Le CRTC a rendu cette décision afin de stimuler la concurrence pour les services internet. L’examen qu’il mène actuellement vise à déterminer s’il doit rendre cette décision permanente et, le cas échéant, s’il doit l’appliquer à d’autres provinces.

Des conditions réclamées

Certaines petites entreprises ont demandé au CRTC d’élargir les règles d’accès de gros pour les aider à combler les lacunes dans l’offre de service. Plus tôt cette semaine, l’entreprise néo-brunswickoise Xplore a notamment plaidé qu’une telle décision lui permettrait d’être plus compétitive dans les régions éloignées.

M. Malcolmson, de Bell, a répliqué mercredi que donner la priorité à la revente plutôt qu’à l’investissement « nuira à l’expansion du réseau et à la concurrence ».

L’entreprise a malgré tout proposé plusieurs conditions pour aider à atténuer les désavantages potentiels pour des entreprises comme Bell si le CRTC étendait le régime d’accès de gros.

Il s’agit notamment d’autoriser uniquement la revente de vitesses internet allant jusqu’à 1,5 gigaoctet par seconde, reflétant les vitesses maximales disponibles sur les réseaux câblés, afin de contribuer à préserver « l’avantage concurrentiel résultant de la construction d’un réseau plus rapide ».

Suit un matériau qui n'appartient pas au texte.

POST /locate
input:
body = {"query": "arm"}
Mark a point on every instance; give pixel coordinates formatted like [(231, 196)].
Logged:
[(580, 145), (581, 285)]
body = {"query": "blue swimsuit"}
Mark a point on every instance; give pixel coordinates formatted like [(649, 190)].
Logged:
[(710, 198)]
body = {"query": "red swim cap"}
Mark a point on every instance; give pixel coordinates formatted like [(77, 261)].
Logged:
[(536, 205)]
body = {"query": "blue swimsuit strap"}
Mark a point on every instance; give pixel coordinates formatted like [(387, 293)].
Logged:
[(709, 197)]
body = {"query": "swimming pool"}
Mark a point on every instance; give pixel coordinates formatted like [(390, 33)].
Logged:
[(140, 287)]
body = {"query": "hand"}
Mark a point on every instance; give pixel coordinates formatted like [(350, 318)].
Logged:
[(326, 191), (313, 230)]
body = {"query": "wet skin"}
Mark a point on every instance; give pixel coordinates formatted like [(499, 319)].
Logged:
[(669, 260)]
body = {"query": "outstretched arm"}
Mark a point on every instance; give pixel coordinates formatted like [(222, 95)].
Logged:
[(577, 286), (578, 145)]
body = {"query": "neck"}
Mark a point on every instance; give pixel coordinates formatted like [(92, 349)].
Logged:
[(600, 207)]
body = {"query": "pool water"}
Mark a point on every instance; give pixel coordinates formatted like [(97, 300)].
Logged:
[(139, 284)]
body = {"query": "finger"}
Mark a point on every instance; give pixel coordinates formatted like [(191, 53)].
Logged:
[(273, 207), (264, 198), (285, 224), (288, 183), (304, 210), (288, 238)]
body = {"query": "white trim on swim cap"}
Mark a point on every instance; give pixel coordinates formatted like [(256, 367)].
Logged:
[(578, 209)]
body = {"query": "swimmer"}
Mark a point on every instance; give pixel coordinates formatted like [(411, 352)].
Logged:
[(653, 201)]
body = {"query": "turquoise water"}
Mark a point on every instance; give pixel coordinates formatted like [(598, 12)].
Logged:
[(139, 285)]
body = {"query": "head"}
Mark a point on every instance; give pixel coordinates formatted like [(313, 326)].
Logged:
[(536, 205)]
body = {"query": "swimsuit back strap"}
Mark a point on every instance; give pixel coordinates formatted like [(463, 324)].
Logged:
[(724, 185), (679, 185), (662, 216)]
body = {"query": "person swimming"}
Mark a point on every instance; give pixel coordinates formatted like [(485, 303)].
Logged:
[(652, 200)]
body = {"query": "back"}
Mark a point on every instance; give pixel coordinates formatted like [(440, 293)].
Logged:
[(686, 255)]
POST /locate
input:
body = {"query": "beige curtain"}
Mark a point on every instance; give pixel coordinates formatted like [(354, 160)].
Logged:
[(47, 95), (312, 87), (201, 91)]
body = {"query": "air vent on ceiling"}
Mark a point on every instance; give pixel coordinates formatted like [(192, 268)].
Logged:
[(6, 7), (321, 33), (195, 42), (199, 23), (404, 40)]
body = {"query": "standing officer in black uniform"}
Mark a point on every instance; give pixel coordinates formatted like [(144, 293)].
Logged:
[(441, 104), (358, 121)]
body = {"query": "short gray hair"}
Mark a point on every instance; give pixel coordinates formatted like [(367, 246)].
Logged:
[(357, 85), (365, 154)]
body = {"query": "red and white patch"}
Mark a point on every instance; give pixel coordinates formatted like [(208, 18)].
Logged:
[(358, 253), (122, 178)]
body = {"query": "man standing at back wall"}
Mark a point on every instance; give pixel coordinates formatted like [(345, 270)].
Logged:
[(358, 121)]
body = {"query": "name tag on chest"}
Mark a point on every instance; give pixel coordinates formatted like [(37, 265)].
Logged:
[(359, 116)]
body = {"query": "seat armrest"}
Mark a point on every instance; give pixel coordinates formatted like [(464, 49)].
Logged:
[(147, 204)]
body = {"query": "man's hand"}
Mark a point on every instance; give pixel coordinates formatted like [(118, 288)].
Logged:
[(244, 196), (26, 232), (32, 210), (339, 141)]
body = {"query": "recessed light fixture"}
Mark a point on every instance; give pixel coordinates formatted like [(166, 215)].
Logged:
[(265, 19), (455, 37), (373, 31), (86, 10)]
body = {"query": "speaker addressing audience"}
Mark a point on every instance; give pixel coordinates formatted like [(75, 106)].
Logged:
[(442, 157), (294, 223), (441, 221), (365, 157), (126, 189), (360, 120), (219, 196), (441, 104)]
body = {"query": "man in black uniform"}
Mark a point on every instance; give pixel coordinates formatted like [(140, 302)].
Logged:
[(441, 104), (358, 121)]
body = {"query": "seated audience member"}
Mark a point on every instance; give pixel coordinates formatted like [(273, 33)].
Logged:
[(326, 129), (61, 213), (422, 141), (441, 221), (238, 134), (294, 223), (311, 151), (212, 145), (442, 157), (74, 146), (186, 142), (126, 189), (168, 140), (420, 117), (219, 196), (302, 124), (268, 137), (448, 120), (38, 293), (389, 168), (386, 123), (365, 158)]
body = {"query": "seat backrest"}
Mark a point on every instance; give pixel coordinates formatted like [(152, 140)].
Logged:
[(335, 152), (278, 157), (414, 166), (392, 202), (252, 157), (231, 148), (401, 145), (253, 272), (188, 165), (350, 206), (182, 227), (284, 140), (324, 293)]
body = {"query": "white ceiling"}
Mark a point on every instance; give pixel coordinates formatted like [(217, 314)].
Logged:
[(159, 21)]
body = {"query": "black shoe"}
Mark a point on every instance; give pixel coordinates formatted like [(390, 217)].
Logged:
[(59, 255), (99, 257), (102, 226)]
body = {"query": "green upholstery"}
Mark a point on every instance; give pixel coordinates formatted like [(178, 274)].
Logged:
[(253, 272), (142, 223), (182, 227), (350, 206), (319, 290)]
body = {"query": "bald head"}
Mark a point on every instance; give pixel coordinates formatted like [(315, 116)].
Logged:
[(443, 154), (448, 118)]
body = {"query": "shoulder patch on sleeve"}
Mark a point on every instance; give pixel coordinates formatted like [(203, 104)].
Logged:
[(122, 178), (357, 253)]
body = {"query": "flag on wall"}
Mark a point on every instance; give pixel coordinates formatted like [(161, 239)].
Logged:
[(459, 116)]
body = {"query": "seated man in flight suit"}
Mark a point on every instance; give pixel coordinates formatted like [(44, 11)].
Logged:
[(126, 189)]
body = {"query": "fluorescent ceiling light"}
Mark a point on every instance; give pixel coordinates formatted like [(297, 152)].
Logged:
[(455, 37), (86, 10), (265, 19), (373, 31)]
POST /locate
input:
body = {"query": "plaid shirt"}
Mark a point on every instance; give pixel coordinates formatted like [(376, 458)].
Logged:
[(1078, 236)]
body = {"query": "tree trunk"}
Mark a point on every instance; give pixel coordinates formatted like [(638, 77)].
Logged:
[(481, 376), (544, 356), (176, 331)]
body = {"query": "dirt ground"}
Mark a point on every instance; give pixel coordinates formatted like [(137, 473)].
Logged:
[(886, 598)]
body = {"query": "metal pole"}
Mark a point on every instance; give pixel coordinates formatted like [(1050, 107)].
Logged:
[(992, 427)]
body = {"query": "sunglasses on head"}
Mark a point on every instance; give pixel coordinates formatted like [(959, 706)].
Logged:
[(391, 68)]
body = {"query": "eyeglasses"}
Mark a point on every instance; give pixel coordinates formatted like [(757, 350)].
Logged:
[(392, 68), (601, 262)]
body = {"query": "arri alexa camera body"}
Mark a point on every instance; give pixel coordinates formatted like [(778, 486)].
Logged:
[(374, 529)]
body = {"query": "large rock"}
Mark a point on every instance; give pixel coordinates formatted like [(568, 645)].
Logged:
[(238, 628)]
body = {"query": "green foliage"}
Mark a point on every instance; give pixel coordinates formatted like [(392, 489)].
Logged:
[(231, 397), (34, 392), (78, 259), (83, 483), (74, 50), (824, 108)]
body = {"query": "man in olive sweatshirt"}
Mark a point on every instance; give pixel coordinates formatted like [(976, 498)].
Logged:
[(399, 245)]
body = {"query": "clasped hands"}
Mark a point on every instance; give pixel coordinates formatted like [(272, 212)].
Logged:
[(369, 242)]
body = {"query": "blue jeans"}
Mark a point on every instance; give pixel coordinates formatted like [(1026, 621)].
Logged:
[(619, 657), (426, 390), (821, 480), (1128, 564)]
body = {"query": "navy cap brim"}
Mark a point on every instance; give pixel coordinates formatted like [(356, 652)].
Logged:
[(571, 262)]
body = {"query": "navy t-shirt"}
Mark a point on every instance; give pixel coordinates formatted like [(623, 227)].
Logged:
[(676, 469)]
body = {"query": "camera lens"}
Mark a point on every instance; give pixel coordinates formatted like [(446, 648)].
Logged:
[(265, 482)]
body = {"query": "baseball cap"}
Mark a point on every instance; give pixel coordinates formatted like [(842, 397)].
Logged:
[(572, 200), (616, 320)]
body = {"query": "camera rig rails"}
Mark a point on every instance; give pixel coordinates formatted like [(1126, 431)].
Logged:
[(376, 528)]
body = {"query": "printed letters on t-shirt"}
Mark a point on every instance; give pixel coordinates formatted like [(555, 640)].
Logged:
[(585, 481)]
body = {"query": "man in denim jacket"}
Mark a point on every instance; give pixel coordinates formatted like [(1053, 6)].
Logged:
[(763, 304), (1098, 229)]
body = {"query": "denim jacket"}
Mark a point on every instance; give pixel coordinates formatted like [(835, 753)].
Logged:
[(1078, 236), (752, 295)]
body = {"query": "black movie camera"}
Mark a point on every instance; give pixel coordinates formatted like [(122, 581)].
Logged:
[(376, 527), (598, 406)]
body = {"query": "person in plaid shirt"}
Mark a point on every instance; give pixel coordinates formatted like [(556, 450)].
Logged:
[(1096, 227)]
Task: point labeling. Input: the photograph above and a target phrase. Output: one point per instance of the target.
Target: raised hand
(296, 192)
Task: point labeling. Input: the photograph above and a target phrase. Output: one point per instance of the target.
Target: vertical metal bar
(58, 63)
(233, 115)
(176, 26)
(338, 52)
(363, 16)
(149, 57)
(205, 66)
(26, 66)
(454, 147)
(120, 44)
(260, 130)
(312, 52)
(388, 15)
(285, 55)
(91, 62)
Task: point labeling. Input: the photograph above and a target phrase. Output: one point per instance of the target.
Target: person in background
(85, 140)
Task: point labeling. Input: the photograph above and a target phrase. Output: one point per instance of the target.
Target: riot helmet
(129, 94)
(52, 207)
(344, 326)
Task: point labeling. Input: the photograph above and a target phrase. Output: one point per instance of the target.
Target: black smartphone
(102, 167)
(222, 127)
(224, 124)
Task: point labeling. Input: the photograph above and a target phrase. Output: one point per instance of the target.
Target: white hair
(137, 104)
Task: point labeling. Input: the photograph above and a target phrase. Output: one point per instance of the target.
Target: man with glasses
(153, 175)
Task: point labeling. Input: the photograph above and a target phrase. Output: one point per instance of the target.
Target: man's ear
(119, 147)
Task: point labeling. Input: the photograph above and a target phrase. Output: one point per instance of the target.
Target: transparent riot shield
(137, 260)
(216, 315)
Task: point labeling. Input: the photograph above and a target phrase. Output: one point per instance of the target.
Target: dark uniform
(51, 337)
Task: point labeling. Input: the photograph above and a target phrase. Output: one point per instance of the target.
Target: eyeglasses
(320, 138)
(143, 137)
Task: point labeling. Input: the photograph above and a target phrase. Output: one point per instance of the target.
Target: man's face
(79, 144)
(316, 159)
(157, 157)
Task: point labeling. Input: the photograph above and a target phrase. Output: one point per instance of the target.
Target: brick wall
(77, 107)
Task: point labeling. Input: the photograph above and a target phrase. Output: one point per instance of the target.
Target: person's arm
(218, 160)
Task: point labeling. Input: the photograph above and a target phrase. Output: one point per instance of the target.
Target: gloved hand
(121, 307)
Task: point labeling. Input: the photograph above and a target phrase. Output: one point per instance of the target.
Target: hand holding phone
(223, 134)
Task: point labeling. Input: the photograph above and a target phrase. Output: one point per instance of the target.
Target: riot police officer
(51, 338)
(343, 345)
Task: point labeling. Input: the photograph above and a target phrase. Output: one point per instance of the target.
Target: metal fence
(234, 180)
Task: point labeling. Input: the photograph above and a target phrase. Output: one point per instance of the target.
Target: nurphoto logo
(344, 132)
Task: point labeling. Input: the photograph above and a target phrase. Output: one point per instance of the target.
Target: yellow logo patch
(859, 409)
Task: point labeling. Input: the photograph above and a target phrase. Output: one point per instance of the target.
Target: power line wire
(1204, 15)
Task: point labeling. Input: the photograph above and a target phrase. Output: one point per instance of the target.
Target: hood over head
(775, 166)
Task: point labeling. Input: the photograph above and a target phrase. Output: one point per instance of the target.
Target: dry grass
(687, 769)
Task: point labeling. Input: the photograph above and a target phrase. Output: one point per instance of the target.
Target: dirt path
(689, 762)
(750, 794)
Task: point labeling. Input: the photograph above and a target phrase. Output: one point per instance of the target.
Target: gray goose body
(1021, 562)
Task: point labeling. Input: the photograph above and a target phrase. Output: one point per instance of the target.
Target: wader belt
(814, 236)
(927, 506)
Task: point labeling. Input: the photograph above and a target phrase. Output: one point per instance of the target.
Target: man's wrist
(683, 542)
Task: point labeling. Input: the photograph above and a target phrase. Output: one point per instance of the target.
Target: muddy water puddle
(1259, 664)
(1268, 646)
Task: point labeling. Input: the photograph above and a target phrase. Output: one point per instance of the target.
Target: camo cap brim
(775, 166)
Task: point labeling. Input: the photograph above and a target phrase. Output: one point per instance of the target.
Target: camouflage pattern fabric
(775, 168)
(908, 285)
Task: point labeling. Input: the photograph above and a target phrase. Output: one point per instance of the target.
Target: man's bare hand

L’entreprise a également proposé que les petits joueurs puissent vendre leurs services internet dans un endroit particulier en utilisant le réseau d’une autre entreprise uniquement cinq ans après sa construction, afin de « fournir une fenêtre minimale pour récupérer une partie de notre investissement avant de céder notre réseau à nos concurrents ».

M. Malcolmson a mentionné qu’il est important que les entreprises qui créent des réseaux restent motivées à investir dans leurs propres réseaux, sinon elles se concentreront elles aussi sur la revente. Il a confirmé que Bell avait déjà commencé à modifier son approche en prévision des orientations du CRTC.

« Nous avons en fait commencé à revendre l’accès à internet sur les réseaux câblés sous la marque Bell dans le cadre de notre réseau existant », a-t-il déclaré.

« Bien que nous n’en soyons qu’aux premières étapes pour l’instant, nous sommes prêts à réduire davantage le déploiement (de la fibre optique) et à passer à contrecœur à la revente de câbles et de fibres Telus si les conditions réglementaires l’exigent. »

Telus attend le verdict

Nous en sommes maintenant à mi-chemin dans les audiences qui se tiennent cette semaine devant le CRTC sur cet enjeu. Au total, plus de 20 groupes doivent défiler devant les commissaires.

Comparaissant plus tôt mercredi, Telus a indiqué qu’elle ne décidera pas si elle doit ajuster ses plans de dépenses de réseau avant que le régulateur fédéral rende sa décision.

Contrairement à Bell, l’entreprise n’a pas réduit ses investissements dans son réseau à la suite de la décision provisoire rendue en novembre.

« La mise en place des tarifs de gros définitifs déterminera en fin de compte la manière dont nous investirons notre argent », a précisé le vice-président principal et contrôleur d’entreprise de Telus, Matthew Murray.

La présidente de Telus Solutions consommateurs, Zainul Mawji, a ajouté que la mise en place d’un cadre de services d’accès haute vitesse de gros qui serait sans restriction serait un résultat « très brutal » qui dissuaderait les grandes entreprises d’étendre leur réseau dans de nouvelles régions.

« Peut-être pas tout de suite, mais au fil du temps, c’est certain que les opérateurs qui sont là depuis longtemps réduiraient, diversifieraient leurs investissements et commenceraient à exploiter les réseaux des uns et des autres », a-t-elle avancé.

« Les régions éloignées seraient les plus touchées. Nous disposons au Canada d’une des meilleures couvertures en matière d’accès à la fois par fibre optique et sans fil dans une vaste partie du pays. Il reste des endroits auxquels il faut donner accès, mais cela coûte cher. »

Telus a presque terminé la construction de son réseau de fibre optique au Québec, mais elle a encore beaucoup de travail à faire en Alberta et en Colombie-Britannique.

« Nous aimerions continuer à le faire et terminer de brancher ces communautés, mais cela nécessite de garantir que nous disposons d’un cadre, et si nécessaire de tarifs, qui nous permettraient de récupérer ces coûts et d’obtenir un retour sur investissement », a souligné M. Murray.